Anyway, I think the mess of admin page can by solved a lot if Drupal moves to use AJAX form submission (Save without reload a new page). I has been dreaming of clicking on any block in the front page and edit its configuration (similar to Apple Dashboard) for long time. This should be applicable for Menu as well.

Views2 gives us the good example of interface to manage very complex things. The use of AJAX shines a lot and it might be the path that Drupal Core should follow.

Drupal Usability

This article [story] speaks from my heart. Drupal could be so much easier for the user if it would use common language terms for the user interface and not all this Drupal specific vocabulary for certain things. Drupal could be so simple to use [its much simpler than others, especially typo3 in the German speaking countries].

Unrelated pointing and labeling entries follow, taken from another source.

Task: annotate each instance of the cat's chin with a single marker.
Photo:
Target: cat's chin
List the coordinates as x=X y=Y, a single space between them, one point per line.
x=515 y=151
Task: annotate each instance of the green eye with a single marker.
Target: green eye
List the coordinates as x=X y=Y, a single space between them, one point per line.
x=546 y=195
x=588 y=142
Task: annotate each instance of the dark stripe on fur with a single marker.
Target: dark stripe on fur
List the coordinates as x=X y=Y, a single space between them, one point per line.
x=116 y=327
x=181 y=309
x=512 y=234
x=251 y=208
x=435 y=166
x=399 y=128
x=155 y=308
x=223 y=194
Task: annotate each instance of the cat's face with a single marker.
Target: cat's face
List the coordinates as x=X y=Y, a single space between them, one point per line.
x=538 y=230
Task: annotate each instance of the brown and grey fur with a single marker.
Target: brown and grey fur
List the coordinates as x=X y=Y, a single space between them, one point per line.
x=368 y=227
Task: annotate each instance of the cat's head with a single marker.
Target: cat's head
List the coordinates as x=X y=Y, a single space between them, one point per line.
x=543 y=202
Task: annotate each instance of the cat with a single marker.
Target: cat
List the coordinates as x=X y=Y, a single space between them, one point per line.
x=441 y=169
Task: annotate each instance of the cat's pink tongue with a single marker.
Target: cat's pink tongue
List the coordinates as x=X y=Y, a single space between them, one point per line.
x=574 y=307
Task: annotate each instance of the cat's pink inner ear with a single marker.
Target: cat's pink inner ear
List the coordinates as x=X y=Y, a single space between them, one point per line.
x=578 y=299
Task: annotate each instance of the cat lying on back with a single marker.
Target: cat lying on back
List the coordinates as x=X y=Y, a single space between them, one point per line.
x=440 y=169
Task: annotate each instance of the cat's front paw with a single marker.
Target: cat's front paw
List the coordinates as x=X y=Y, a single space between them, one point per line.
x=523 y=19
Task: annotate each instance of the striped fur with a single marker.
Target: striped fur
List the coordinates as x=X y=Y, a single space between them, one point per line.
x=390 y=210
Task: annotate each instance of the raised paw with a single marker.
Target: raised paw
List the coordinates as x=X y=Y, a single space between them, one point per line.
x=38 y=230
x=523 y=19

These terms only confuse users who are non-techies [and are not supposed to be] who create and maintain content. A editor should find the same terms to give access permissions or to define content types as he/she is used to from other environment [think of print].

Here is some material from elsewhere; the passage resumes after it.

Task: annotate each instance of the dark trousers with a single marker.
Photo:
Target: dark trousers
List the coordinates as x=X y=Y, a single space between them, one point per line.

And yes - simplicity is a great thing. Many users probably don´t need to trillion options provided by certain options. That is what is great about silverstripe, but they have a very limited module base to choose from - but the interface is mum-prove and one doesn´t need to check in 2 or 2 different locations just to set a content type and whom is allowed to access, edit and delete it.

Another thing, quite common if you have a couple of modules installed, is the inconsistent upgrade process and parameters. Sometimes even a beta release is recommended as an update [as FCKeditor in 6.2 - it tells me to use 6.x-1.3-beta - why would it do that in a production environment]. Well, I guess the community knows that all, but I hope that a more standardized and user friendly approach can be found. This will help certainly to spread the platform, especially in enterprise environments.

Ugh

behemoth misadministration console

I find this kind of offensive and wrong-headed. I think our admin setup didn't end up completely properly organized, but you were around in the days of 4.7. Your treatment of the admin pages is incredibly unfair and insulting to those of us who labored to improve it.

Apologies, it was great

Apologies, it was great improvement from what we had in 4.7. I think the root of the problem is that too much is being asked of "/admin". No amount of clever design can contain the mass of information in it. Spliting "/admin" into differnt sections for different types of users is one way that could be solved. I should mockup this admin nav I'm thinking of...

node options buttons

you mean , the two possibilites presented by button-like elements so that one is depressed and the other is not but internally or without js is still checkbox? or ...?

Nah no fading out or

Nah no fading out or javascript -- just intelligent buttons:
For new content and unpublished content:

For published content:

Checkboxes would probably want to be in an always visible fieldset directly above the buttons, with 'sticky at top of page', 'visible on frontpage'. Not sure exactly where moderation options fit into this yet.

I could not agree more with that particular point

OOHHHH YESSS, yesssss, yessssssssss!

Learn from WordPress TinyMCE integration

These are some very good points.

Regarding TinyMCE I think Drupal should take a look atn the latest WordPress (2.5.x), they done wonders with customizing TinyMCE and reducing the clutter. It's actually very pleasant to use and the default setup of buttons is chosen wisely.

Thanks a

Thanks a lot!
--------------------------
IVR

Yeah... I realize the large,

Yeah... I realize the large, and disruptive api changes these ideas would entail... Just throwing out ideals.